Hermes Agent + MLflow AI Gateway
Route Hermes Agent through the MLflow AI Gateway by pointing Hermes's custom OpenAI-compatible provider at your gateway endpoint. This gives you centralized model routing, usage tracking, and governance while Hermes keeps running its own agent loop, tools, and sessions.

Setup
Prerequisites
- An MLflow tracking environment. See the Connect Your Environment guide if you need to set one up.
- Hermes Agent installed
Step 1: Create a Gateway Endpoint
Navigate to the AI Gateway tab at http://localhost:5000/#/gateway and click Create Endpoint.
- Provider: choose your upstream provider, for example
OpenAI - Model: choose the upstream model you want Hermes to use, for example
gpt-5.5 - API Key: set your API key for the upstream provider, or reuse an existing one if you already have one.
- Endpoint name: choose a name, for example
my-hermes-endpoint
Step 2: Point Hermes at the Gateway
Run Hermes's interactive model setup wizard:
hermes setup model
┌─────────────────────────────────────────────────────────┐
│ ⚕ Hermes Agent Setup Wizard │
├─────────────────────────────────────────────────────────┤
│ Let's configure your Hermes Agent installation. │
│ Press Ctrl+C at any time to exit. │
└─────────────────────────────────────────────────────────┘
...
Select provider:
Select by number, Enter to confirm.
(●) 1. Nous Portal (Nous Research subscription)
(○) 2. OpenRouter (100+ models, pay-per-use)
(○) 3. LM Studio (local desktop app with built-in model server)
...
(○) 36. Custom endpoint (enter URL manually)
(○) 37. Configure auxiliary models...
(○) 38. Leave unchanged
Choice [default 1]: 36
When prompted, choose option 36: Custom endpoint (enter URL manually) and fill in the values that point at your gateway endpoint:
# Step 1: Specify the API base URL
API base URL [e.g. https://api.example.com/v1]: http://localhost:5000/gateway/mlflow/v1
# Step 2: Leave the API key blank (managed by the gateway)
API key [optional]:
# Step 3: Specify the gateway endpoint name as the model name
Model name (e.g. gpt-4, llama-3-70b): my-hermes-endpoint
# Leave other values as default
hermes setup model writes the setup configuration into ~/.hermes/config.yaml for you.
Hermes's custom provider expects a standard OpenAI-compatible /v1 API. MLflow AI Gateway exposes exactly that interface at /gateway/mlflow/v1.

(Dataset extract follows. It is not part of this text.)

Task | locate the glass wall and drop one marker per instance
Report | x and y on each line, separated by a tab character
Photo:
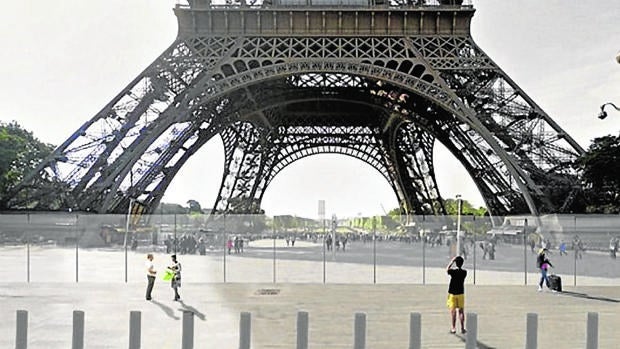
79	247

Alternative: edit ~/.hermes/config.yaml directly
If you prefer not to use the wizard, the equivalent configuration is:
model:
default: "my-hermes-endpoint"
provider: "custom"
base_url: "http://localhost:5000/gateway/mlflow/v1"
# api_key: "your-gateway-api-key"
Step 3: Run Hermes Agent
Start an interactive Hermes session:
hermes
Hermes routes its underlying model calls to the gateway using my-hermes-endpoint.

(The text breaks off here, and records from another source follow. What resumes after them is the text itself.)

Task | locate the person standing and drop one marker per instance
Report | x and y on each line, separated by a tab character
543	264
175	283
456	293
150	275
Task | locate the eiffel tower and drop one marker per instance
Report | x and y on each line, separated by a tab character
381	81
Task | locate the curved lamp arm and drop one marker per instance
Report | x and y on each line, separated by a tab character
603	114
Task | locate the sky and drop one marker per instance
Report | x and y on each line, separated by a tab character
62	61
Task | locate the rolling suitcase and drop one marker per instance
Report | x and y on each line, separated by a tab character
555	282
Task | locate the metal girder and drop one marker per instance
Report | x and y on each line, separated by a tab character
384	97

Alternative: route the Hermes API server through the gateway
The same configuration also applies if you run Hermes in API server mode. Enable the server in ~/.hermes/.env:
API_SERVER_ENABLED=true
Then start it and send a test request:
hermes gateway run
python - <<'PY'
from openai import OpenAI
client = OpenAI(base_url="http://localhost:8642/v1", api_key="not-required")

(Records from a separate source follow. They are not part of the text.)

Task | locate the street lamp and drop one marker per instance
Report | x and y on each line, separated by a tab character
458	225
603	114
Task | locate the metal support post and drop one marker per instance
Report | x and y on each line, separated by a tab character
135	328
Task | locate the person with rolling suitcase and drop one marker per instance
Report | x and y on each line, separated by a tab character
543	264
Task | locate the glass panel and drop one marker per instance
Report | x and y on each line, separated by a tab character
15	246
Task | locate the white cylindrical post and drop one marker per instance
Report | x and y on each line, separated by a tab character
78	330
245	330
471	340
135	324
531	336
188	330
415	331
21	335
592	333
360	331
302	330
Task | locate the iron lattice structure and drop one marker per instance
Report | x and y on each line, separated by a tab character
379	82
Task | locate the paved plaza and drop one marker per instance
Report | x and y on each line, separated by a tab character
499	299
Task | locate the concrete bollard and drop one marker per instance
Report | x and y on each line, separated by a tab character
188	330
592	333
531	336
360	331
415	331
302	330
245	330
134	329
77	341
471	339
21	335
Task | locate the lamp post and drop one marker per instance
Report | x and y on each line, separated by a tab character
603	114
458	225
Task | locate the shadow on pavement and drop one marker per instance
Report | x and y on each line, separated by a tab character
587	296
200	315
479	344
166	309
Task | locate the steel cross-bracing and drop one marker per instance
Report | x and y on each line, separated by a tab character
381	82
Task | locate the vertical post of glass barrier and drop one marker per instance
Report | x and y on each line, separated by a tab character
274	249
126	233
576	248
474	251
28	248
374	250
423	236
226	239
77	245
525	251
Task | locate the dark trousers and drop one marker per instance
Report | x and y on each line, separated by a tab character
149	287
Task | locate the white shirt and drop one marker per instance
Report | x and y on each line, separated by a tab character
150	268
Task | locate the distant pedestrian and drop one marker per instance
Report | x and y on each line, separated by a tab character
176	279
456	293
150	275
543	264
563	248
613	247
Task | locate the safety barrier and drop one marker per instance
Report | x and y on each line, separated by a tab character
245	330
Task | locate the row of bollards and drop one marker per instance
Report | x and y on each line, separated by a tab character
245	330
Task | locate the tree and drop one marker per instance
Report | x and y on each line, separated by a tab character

response = client.chat.completions.create(
model="hermes-agent",
messages=[{"role": "user", "content": "Say hello in one sentence."}],
)
print(response.choices[0].message.content)
PY
What You Get
Every Hermes model request routed through the gateway is captured in MLflow. Open the Usage page and inspect the Logs tab in the MLflow UI to review inputs, outputs, token usage, and latency for each request.
You can also apply guardrails to every Hermes request that flows through the endpoint — for example, PII detection or safety filters — without modifying Hermes itself.

See the following guides for more details about the features you get when routing Hermes through the gateway:
Usage Tracking
Monitor token usage and latency across Hermes sessions routed through the gateway
Guardrails
Apply centralized guardrails to the model calls Hermes makes through the gateway
Budget Alerts & Limits
Set spending limits for long-running Hermes workloads before they run away
Trace End-to-End Hermes Execution
Routing Hermes through the gateway captures every model request, but it does not show the full agent loop, including tool calls, multi-turn reasoning, or session metadata.
To capture those, follow the Tracing Hermes Agent guide for the full setup.